For some, the agony will not end until they are dead. It may be because of a terminal illness or an untreated mental illness. Somewhere in that internal muck however there IS the absolute knowledge that this is NOT someone else's wish or fault & if you believe it IS, THAT person or THOSE people get to decide whether or not they are going down that same path. It's the ultimate personal choice. YOU get to make that choice. Making that choice for someone else is MURDER & far more destructive for those left behind then the taking of your own life.
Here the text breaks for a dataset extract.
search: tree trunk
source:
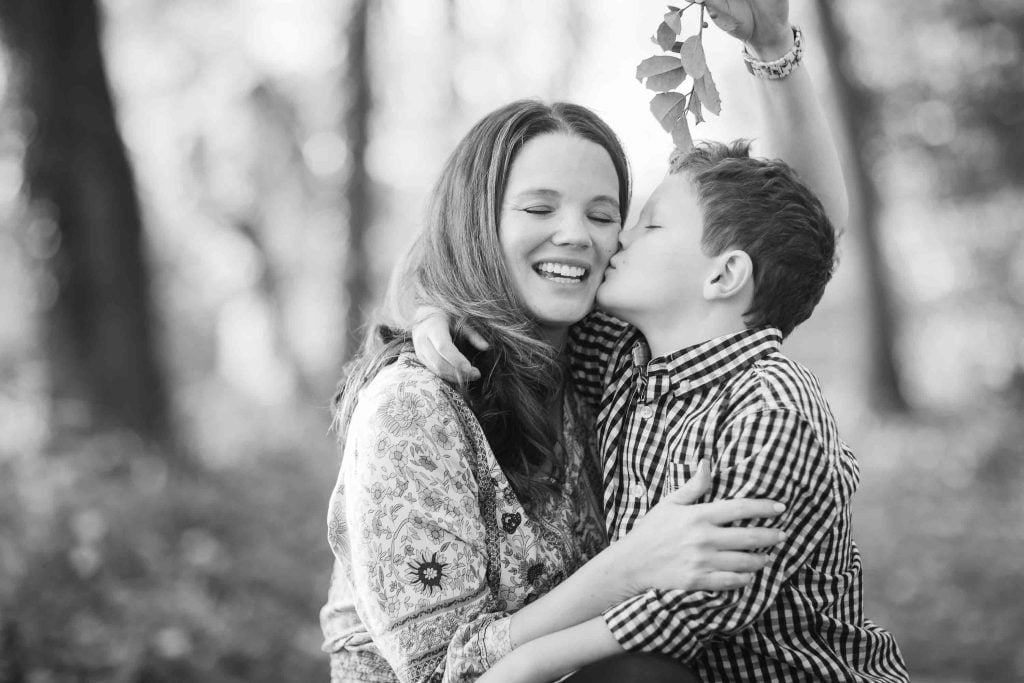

When I was in high school, there was this sexy, angst ridden, self destructive idiot who was over 18, drove an orange GTO & picked up young impressionable girls. A 16 year old classmate fell in love with him & just like Jack & Diane, they eventually made a lovelorn suicide pact. Unfortunately things didn't go as planned. When he rammed his GTO into a school wall at 60 miles per hour, he died. She is now paralyzed from the waist down.

On a more personal note, my grandfather, who was clinically depressed prior to most knowing what clinical depression was, stuck his head in an oven at age 50 while my mother was serving in the RAF. My grandmother found him when she went to prepare breakfast. There was no note, leaving everyone to speculate with their own story. Neither she nor my mother ever got over it, which consequently affected subsequent generations of my family.

The good news was that it led to a greater understanding of the genetic predisposition to mood disorders of several family members, including myself. The bad news is he didn't leave an explanation, thus literally taking his own agony, along with everyone else that loved him, to his own grave.